How far are you from beginning a new project today? And do you see yourself making another film in Cairo in the near future?
This question poses several other complex ones, the first of which concerns my relationship with this place, which I had always belonged to but which currently makes me feel a little bit lonely. It was very hard discovering the big difference between me and many colleagues and friends in regard to how we see things, and this disappointment is always more palpable during the festival, of course. I no longer feel like a part of anything in Cairo, not even the small margin in which I thought I’d always have a place. At the same time, I am unable to leave Cairo, nor am I able to become a viable part of Berlin, where I spend half my time. I never saw myself as an immigrant filmmaker, making films abroad or about any other place. So I don’t really know where I stand now, and in what form I’ll continue.
In 2016, CIFF coincided with the Three Continents Film Festival in Nantes, where In the Last Days of the City won two awards, among them the festival’s Grand Prize. I had told them I wouldn’t be able to make it to the festival, in order to be in Cairo for CIFF, but when the film was excluded, I decided to go to Nantes; I needed to escape. There, the audience’s reaction to the film was overwhelming. I didn’t know whether to feel happy or sad because I was receiving such praise in another city, while, in Cairo, the film was banned.
Ironically, both CIFF and the Three Continents Festival were celebrating their 40th editions this year, and Nantes’ festival management had called me a few months ago, while they were putting together a book about cinema — what it is and how it affects our lives — to be released during this edition. They asked me to contribute a text to add to the book, along with texts by some of the world’s biggest critics and filmmakers. I did send them a text, and I called it “Letters to My Next Film.” November 20 marked the opening ceremonies of both festivals, and I was in Berlin watching the flow of social media posts from both cities, reflecting on my relationship with each. Once again that strange feeling took over: a festival in a city whose language I don’t speak is celebrating my work, while nothing at all connects me to my own city’s festival.

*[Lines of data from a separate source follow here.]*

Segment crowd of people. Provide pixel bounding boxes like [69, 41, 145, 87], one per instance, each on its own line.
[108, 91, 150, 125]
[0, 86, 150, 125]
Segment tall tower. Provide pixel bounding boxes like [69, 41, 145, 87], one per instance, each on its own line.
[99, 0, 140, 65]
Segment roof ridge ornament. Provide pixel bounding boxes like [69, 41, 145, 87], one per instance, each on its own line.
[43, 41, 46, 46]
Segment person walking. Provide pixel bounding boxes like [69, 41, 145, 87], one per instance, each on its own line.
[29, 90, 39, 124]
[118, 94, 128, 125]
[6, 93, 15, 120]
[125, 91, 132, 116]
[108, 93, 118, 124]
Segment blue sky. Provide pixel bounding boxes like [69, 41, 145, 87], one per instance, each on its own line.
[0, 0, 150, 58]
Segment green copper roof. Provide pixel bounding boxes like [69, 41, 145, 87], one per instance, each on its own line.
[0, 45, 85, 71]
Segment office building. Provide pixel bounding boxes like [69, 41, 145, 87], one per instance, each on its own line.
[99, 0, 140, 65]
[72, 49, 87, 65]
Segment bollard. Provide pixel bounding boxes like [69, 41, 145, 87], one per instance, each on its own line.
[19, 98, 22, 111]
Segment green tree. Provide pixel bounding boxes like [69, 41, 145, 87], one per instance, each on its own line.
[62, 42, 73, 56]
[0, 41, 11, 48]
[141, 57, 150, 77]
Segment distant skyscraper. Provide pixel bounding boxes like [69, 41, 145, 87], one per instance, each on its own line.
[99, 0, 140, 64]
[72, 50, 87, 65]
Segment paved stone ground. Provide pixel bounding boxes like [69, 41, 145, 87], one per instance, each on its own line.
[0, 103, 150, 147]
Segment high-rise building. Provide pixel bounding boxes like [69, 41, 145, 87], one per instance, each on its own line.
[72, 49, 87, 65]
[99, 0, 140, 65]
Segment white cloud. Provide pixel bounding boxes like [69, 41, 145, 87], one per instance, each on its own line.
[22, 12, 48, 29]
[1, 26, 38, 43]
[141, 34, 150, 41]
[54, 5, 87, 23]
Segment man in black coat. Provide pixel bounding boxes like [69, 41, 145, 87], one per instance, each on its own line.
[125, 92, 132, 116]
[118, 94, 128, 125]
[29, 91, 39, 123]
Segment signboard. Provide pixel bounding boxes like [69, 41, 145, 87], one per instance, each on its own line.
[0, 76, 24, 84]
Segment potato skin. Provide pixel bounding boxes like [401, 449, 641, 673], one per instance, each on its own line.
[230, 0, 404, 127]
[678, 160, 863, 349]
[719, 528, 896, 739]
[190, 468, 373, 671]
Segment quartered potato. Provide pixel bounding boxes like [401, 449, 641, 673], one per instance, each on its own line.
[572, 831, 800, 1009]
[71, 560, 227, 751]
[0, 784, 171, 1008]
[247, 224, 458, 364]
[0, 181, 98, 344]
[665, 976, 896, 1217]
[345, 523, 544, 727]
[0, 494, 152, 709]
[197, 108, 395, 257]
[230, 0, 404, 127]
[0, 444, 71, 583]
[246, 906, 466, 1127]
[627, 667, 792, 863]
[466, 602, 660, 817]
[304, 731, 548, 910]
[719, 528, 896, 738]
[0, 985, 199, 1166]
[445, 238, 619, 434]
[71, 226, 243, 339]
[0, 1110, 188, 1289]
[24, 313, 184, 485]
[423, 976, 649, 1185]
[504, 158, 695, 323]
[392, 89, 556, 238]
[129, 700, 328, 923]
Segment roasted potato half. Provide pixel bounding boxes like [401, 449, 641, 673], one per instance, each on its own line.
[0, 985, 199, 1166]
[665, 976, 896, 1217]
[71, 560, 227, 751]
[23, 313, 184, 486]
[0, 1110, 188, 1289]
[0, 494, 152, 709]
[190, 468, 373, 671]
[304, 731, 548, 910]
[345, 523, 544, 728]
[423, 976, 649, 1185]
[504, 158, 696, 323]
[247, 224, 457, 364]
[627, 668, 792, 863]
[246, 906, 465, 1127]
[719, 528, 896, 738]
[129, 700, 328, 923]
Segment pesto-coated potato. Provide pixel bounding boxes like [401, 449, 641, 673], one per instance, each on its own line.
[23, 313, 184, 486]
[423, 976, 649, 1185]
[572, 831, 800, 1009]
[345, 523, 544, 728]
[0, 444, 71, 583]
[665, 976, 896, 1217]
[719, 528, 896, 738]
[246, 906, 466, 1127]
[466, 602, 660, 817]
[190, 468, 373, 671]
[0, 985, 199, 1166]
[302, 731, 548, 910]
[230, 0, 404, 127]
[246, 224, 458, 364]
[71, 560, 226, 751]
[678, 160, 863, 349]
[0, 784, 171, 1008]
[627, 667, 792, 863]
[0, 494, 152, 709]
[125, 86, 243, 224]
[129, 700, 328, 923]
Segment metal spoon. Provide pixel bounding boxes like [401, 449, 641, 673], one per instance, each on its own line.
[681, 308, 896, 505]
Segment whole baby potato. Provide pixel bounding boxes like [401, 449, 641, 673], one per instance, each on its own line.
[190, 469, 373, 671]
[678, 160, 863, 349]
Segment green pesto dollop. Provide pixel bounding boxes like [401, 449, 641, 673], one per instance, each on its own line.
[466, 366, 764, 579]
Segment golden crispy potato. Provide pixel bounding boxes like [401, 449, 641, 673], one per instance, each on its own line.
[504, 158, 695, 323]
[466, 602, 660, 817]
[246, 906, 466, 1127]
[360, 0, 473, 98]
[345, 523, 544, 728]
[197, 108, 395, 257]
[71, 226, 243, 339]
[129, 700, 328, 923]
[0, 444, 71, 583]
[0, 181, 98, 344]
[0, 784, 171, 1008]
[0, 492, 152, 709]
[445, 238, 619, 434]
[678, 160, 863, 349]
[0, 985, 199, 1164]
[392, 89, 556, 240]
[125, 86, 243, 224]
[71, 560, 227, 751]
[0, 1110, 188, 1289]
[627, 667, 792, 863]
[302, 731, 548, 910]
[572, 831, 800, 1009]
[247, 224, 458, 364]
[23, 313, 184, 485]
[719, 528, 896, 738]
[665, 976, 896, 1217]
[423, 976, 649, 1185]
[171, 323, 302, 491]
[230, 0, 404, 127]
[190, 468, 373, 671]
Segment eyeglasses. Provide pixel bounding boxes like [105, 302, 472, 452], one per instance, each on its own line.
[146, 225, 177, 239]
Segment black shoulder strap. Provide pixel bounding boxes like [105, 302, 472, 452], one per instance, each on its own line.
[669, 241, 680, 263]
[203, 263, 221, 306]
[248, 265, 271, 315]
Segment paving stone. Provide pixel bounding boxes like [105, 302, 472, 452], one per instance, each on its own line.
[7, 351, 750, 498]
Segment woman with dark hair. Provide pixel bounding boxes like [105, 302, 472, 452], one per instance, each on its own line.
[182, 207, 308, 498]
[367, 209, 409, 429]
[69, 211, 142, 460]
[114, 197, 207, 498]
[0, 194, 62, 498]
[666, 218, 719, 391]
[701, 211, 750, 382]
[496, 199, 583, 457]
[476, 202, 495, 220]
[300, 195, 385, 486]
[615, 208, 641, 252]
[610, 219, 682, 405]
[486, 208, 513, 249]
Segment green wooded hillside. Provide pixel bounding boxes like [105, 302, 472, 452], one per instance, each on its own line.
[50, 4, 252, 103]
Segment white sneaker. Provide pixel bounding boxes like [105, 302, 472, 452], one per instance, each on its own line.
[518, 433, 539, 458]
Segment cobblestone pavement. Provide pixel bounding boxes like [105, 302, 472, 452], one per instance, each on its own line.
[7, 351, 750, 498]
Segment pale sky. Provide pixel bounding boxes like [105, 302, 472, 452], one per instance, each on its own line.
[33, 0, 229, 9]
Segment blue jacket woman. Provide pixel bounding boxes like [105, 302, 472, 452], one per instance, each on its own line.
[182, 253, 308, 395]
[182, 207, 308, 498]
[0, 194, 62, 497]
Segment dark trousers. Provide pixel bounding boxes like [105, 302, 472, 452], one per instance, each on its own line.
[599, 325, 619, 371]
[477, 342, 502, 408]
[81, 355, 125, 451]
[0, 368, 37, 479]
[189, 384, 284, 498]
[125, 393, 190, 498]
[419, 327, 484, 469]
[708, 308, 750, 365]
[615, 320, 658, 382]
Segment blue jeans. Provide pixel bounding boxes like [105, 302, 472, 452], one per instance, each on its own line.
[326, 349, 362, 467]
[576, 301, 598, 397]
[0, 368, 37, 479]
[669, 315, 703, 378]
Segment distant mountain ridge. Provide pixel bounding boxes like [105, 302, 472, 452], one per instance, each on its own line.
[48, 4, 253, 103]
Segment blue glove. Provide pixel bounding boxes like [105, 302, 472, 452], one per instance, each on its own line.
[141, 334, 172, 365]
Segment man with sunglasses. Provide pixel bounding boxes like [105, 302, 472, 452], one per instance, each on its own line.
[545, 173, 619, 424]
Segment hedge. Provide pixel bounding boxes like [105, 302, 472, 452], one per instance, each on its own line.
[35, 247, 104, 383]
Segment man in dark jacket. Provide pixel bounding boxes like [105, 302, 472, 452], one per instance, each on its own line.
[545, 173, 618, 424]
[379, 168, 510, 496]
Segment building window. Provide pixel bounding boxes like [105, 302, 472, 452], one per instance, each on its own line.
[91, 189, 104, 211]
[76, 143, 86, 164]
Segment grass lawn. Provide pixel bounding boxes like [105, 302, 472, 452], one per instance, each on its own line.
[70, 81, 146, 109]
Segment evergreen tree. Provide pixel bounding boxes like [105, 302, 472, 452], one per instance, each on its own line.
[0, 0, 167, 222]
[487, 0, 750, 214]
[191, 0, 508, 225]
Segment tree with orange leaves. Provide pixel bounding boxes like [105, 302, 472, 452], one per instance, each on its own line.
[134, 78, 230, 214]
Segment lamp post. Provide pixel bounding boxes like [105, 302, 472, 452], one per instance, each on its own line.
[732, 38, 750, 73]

To be honest, my relationship with the film itself has become confusing: Is it a career accomplishment, or a curse that will haunt me for the rest of my life? I believe the biggest challenge any filmmaker faces is protecting their film from being “hijacked” — either by authorities, funders or any other entities — and the process of making a film with an acceptable measure of independence is a rather draining one as it is. Right now, I’m thinking of my own independence as a director, my independence from the feelings of fear associated with my previous experience. I don’t know how to think of a new project without practicing self-censorship, after everything that’s happened. I don’t want to make films that keep getting banned. I am not an activist; at the end of the day, I am just a filmmaker — I want to fit in but I also want to stay true to myself. Other times, I find myself wondering why I have to make another film anyway, and I think that’s a useful question in any case.
 The actual quote is: “It was my duty to stand against you, not before you.”
December 28, 2005 – Rome
Why I want to make a film:
Because I want to understand my relation to Cairo, the city that made me what I am.
January 6, 2006 – Cairo
Why I want to make a film:
Because filmmaking is an engagement with life, an attempt to understand the context we are living in, a search for new challenges within language.
April 8, 2010 – Cairo
Why I want to make a film:
Because the agony of not making a film is greater than the agony of making it.
From “Letters to My Next Film,” excerpts from the diaries of Tamer El Said, published in The Other Continents: Mobilities of Contemporary Cinema, released in 2018 by the Three Continents Festival in Nantes, France.